Bruno Jouhier wrote:
From a dev standpoint what we need is a clean API to discriminate between types. Sometimes we want to discriminate between objects (mutable) and values (immutable), sometimes between functions and non functions, sometimes between numbers, strings and others, etc. And we don't want to have to write an extra test to exclude null from objects.

As we cannot break the existing typeof and its little warts,

While we can't change typeof null without opt-in, there's good reason to believe we can extend the co-domain of typeof:

* IE had non-standard results.

* Extant code does not therefore not exhaustively enumerate result value cases.

* Code does depend on the ==/=== invariant which motivates new typeof results for value objects (along with usability).

could we introduce a new call, something like Object.typeInfo(x), that would return a little hash like:

{ type: "int64", immutable: true, number: true, ... }
{ type: "string", immutable: true, number: false, ... }
{ type: "array", immutable: false, number, false, ... }

The first field is and should be what typeof returns.

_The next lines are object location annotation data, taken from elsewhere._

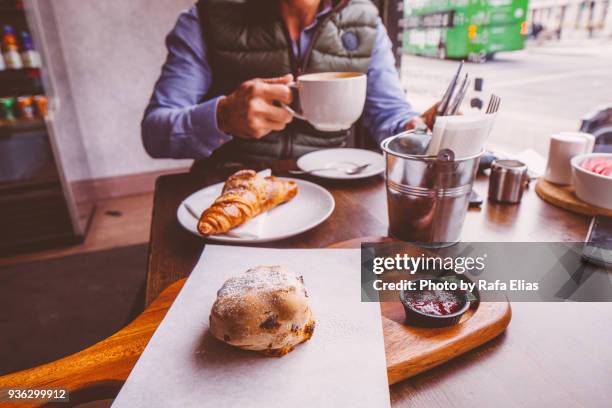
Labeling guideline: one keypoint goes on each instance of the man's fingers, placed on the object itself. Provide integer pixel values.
(276, 114)
(276, 92)
(285, 79)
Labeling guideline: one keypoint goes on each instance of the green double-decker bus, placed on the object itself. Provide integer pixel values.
(464, 29)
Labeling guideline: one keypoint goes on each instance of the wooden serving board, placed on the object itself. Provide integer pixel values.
(564, 197)
(412, 350)
(99, 371)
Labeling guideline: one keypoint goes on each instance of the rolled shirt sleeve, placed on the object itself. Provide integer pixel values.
(176, 124)
(386, 110)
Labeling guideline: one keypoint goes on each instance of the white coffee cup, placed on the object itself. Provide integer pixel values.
(564, 146)
(331, 101)
(590, 139)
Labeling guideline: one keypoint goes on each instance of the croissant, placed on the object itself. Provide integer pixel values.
(244, 196)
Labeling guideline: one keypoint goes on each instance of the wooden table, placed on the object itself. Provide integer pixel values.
(551, 355)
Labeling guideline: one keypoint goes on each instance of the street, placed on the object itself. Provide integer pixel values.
(544, 89)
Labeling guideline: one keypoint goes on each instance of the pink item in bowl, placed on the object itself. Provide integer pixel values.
(599, 165)
(592, 178)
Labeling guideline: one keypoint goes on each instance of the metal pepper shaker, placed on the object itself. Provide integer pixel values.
(507, 181)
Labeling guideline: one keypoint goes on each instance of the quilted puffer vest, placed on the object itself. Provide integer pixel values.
(248, 39)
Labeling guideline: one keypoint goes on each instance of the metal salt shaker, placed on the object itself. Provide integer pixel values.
(507, 181)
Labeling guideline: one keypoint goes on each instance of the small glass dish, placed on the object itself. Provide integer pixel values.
(434, 308)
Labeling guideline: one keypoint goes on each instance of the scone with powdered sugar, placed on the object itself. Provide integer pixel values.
(264, 309)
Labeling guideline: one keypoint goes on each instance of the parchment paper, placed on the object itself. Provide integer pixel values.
(343, 365)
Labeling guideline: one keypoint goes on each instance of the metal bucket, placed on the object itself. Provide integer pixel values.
(427, 196)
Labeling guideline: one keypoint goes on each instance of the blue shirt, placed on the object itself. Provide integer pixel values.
(177, 125)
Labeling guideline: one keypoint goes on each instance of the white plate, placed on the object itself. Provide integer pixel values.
(310, 207)
(343, 159)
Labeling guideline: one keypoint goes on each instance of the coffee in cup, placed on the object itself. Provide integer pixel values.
(330, 101)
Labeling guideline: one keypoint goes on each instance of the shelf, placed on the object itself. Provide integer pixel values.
(17, 82)
(21, 125)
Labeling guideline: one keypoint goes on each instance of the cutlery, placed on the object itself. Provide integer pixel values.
(494, 103)
(351, 171)
(444, 102)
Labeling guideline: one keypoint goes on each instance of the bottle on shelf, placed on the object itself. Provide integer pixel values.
(29, 56)
(7, 109)
(12, 58)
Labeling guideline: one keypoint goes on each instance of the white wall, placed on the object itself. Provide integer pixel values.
(113, 50)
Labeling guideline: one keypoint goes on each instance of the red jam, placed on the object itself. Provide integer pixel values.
(434, 302)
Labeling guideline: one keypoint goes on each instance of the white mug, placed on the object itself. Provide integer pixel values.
(331, 101)
(564, 146)
(590, 140)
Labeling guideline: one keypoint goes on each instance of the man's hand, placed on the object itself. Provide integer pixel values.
(250, 111)
(427, 118)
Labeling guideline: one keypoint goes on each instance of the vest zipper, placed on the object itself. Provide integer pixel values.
(299, 66)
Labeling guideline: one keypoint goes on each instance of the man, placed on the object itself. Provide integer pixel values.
(230, 64)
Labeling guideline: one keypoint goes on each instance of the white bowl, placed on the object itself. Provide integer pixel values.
(591, 187)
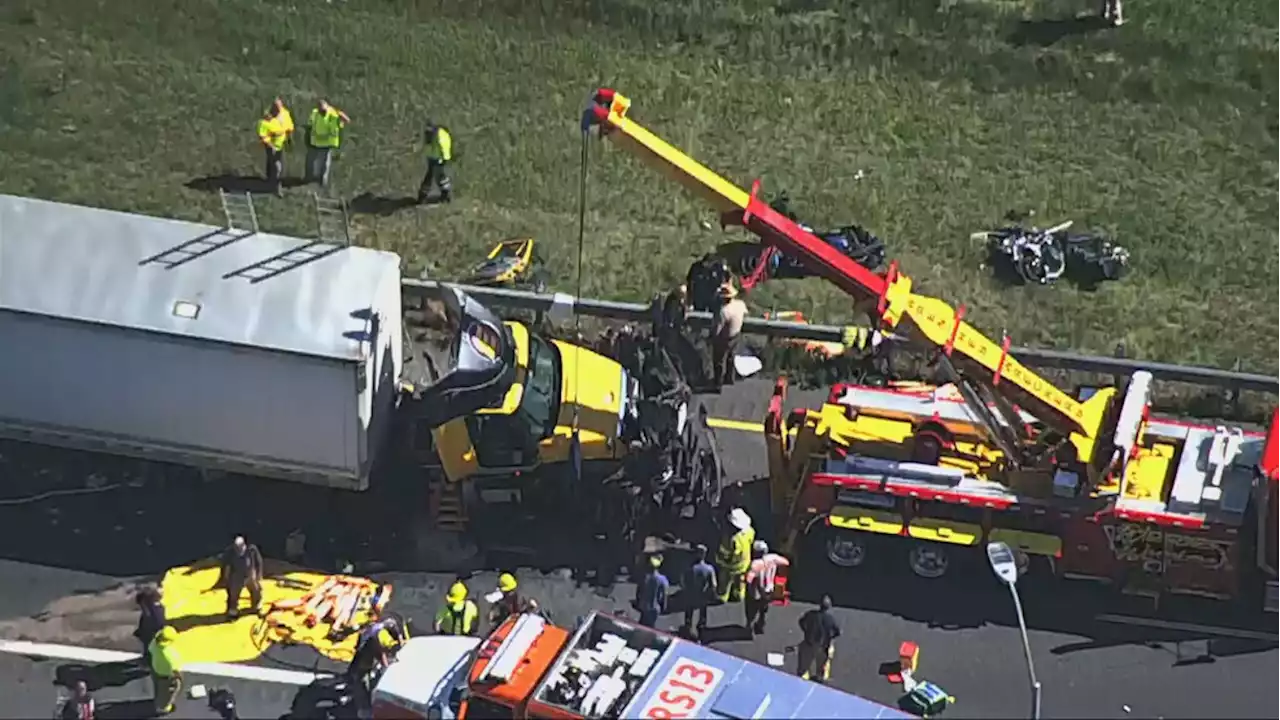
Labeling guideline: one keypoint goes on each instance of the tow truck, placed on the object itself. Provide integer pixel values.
(1089, 482)
(604, 668)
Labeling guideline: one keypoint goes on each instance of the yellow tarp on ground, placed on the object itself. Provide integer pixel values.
(196, 605)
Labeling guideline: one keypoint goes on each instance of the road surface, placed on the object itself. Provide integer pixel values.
(73, 560)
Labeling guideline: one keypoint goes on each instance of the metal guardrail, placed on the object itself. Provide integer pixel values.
(562, 305)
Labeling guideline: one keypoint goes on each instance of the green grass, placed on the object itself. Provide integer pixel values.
(1162, 132)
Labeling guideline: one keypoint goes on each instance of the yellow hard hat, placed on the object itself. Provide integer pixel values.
(457, 593)
(506, 582)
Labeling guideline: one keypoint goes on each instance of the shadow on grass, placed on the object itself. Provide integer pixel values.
(1051, 31)
(370, 204)
(232, 182)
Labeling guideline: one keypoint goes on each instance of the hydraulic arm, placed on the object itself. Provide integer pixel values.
(888, 297)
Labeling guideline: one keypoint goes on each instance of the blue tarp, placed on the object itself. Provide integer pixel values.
(693, 680)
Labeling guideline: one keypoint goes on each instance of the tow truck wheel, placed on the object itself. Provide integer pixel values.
(928, 560)
(846, 550)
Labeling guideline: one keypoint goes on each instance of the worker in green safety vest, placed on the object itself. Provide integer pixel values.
(439, 156)
(460, 614)
(324, 136)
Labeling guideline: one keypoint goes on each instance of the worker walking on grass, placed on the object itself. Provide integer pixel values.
(458, 615)
(698, 591)
(728, 332)
(324, 136)
(814, 652)
(151, 619)
(242, 568)
(1112, 12)
(652, 593)
(759, 584)
(439, 156)
(274, 131)
(508, 602)
(734, 557)
(165, 670)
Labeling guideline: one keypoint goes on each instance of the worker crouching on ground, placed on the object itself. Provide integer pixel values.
(759, 584)
(734, 557)
(458, 615)
(375, 645)
(151, 619)
(698, 591)
(508, 602)
(324, 136)
(652, 593)
(727, 335)
(814, 652)
(439, 155)
(274, 131)
(242, 568)
(165, 670)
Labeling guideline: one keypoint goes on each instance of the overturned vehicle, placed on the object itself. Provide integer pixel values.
(1023, 255)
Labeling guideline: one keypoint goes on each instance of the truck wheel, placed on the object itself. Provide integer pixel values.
(846, 550)
(928, 560)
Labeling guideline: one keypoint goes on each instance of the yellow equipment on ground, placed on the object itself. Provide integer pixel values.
(298, 607)
(511, 261)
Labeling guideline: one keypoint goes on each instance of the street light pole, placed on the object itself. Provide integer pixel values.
(1027, 651)
(1005, 565)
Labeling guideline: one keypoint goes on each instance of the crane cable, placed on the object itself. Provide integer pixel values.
(575, 443)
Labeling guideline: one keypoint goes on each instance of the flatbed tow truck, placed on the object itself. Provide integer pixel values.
(604, 668)
(1088, 484)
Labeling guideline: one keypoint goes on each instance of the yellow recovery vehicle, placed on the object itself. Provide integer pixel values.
(1091, 482)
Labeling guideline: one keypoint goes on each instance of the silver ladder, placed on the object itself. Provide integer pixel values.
(333, 222)
(241, 223)
(240, 212)
(333, 235)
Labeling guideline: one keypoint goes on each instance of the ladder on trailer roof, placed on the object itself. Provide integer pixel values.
(333, 233)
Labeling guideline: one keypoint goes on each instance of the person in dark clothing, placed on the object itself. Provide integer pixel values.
(242, 568)
(699, 591)
(80, 706)
(813, 654)
(652, 593)
(151, 619)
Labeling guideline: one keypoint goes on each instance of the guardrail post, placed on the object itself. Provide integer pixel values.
(1233, 392)
(1118, 379)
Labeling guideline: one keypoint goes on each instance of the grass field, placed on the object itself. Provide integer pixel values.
(1162, 132)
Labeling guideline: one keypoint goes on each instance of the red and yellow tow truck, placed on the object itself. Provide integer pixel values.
(1092, 482)
(604, 668)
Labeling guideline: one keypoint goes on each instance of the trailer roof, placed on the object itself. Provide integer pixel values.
(132, 270)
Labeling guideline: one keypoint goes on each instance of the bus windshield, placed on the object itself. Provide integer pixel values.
(539, 408)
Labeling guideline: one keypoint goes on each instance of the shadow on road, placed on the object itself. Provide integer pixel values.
(97, 677)
(126, 710)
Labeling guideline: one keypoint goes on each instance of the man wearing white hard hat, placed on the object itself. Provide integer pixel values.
(734, 557)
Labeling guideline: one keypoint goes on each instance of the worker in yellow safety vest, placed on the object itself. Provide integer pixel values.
(734, 557)
(458, 615)
(439, 155)
(324, 136)
(274, 131)
(165, 669)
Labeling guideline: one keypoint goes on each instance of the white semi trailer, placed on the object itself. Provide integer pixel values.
(177, 341)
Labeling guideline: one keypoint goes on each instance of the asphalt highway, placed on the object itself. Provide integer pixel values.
(73, 560)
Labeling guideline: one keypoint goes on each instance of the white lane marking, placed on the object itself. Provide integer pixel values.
(214, 669)
(1191, 628)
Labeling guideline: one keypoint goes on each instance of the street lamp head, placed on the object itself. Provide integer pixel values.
(1002, 563)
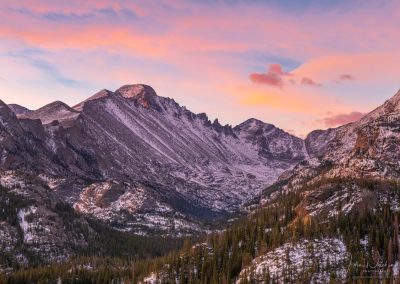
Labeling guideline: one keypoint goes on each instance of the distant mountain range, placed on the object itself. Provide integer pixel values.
(143, 164)
(141, 161)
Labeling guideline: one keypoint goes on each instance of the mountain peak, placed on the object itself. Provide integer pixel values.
(18, 109)
(141, 94)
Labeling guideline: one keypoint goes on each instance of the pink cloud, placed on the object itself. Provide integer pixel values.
(342, 118)
(346, 77)
(309, 82)
(273, 76)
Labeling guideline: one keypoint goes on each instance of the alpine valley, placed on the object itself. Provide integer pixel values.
(129, 186)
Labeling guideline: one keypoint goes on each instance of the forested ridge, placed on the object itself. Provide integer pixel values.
(370, 236)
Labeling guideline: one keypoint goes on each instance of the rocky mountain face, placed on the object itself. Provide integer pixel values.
(142, 162)
(351, 167)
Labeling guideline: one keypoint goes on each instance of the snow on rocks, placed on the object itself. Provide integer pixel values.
(300, 256)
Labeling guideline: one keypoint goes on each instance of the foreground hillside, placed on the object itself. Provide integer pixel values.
(143, 163)
(331, 216)
(272, 244)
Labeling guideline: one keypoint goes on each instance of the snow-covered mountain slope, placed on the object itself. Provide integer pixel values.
(49, 113)
(188, 168)
(294, 259)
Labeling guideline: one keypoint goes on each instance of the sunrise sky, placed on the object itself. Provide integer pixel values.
(300, 65)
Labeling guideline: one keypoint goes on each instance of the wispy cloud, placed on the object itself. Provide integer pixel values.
(346, 77)
(309, 82)
(342, 118)
(32, 56)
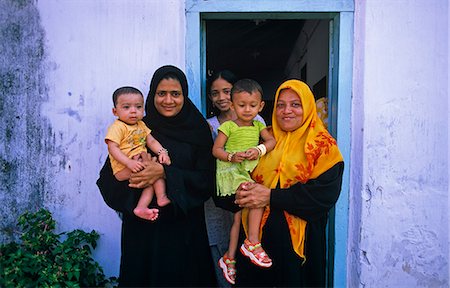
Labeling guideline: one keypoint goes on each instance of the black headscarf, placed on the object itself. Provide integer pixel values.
(188, 125)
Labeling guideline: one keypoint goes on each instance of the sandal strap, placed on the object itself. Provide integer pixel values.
(229, 261)
(251, 246)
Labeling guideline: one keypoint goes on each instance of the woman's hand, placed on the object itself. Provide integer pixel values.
(146, 177)
(252, 195)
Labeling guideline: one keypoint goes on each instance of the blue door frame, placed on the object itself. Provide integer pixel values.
(341, 68)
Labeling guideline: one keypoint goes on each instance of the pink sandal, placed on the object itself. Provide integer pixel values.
(227, 265)
(258, 258)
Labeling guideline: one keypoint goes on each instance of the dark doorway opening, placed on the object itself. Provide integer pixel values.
(258, 49)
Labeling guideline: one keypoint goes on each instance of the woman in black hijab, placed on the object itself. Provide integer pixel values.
(174, 249)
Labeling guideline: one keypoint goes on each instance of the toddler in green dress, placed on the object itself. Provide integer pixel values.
(237, 150)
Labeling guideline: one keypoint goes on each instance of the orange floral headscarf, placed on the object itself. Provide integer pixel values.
(298, 156)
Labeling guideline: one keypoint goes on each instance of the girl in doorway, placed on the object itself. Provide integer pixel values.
(237, 151)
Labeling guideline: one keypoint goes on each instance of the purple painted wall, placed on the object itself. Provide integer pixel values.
(61, 60)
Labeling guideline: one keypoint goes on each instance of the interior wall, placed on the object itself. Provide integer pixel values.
(311, 48)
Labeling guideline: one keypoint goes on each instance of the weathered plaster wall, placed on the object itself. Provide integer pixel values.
(60, 63)
(25, 137)
(400, 210)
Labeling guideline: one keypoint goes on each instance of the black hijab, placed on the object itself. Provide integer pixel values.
(188, 125)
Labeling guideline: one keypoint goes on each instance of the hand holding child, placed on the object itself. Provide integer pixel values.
(135, 165)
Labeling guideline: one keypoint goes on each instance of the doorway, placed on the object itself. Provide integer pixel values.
(338, 83)
(252, 48)
(271, 51)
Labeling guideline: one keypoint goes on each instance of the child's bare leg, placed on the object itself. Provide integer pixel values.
(142, 209)
(234, 236)
(254, 223)
(160, 192)
(123, 174)
(256, 253)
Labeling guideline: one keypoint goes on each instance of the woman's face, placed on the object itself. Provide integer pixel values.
(220, 94)
(289, 110)
(169, 97)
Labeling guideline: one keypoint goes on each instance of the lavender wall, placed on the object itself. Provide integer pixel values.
(61, 60)
(399, 230)
(60, 63)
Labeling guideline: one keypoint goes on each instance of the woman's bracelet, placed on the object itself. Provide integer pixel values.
(262, 150)
(163, 150)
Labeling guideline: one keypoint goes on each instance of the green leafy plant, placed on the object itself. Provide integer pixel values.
(42, 259)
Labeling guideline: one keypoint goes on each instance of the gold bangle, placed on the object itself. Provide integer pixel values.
(163, 150)
(230, 156)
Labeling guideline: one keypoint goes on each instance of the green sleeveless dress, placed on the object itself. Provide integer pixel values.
(230, 175)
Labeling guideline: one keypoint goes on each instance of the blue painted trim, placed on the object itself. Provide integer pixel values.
(270, 6)
(193, 59)
(344, 92)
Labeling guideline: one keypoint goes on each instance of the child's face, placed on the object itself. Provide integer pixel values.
(220, 94)
(247, 105)
(129, 108)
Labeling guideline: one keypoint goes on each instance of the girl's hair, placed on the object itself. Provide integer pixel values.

What does "immutable" mean? We already have Object.isFrozen, etc., in ES5.

The "number" field is misleading in light of typeof 3.14 == "number".

The idea it to have boolean flags like immutable/number/... to categorize types. This way we can discriminate by testing a flag instead of having to test complex combinations of typeof, Array.isArray, etc.

Why would any code need to test combinations of those things to deal with value objects?

Array.isArray is irrelevant to value objects, but if you want typeof to return "array" for Array instances (how about subclasses of Array? How about array-likes?) that could be a separate opt-in. But those parenthetical questions need answers first.

There's no single typeof result that can tell all interesting facts about any value, especially composite values such as objects. OTOH there are good reasons to keep typeof working, and to minimize new APIs (as always) against *use cases*.

What are the use-cases -- let's say code examples from the field, or synthetic ones -- that you have in mind for your proposed API?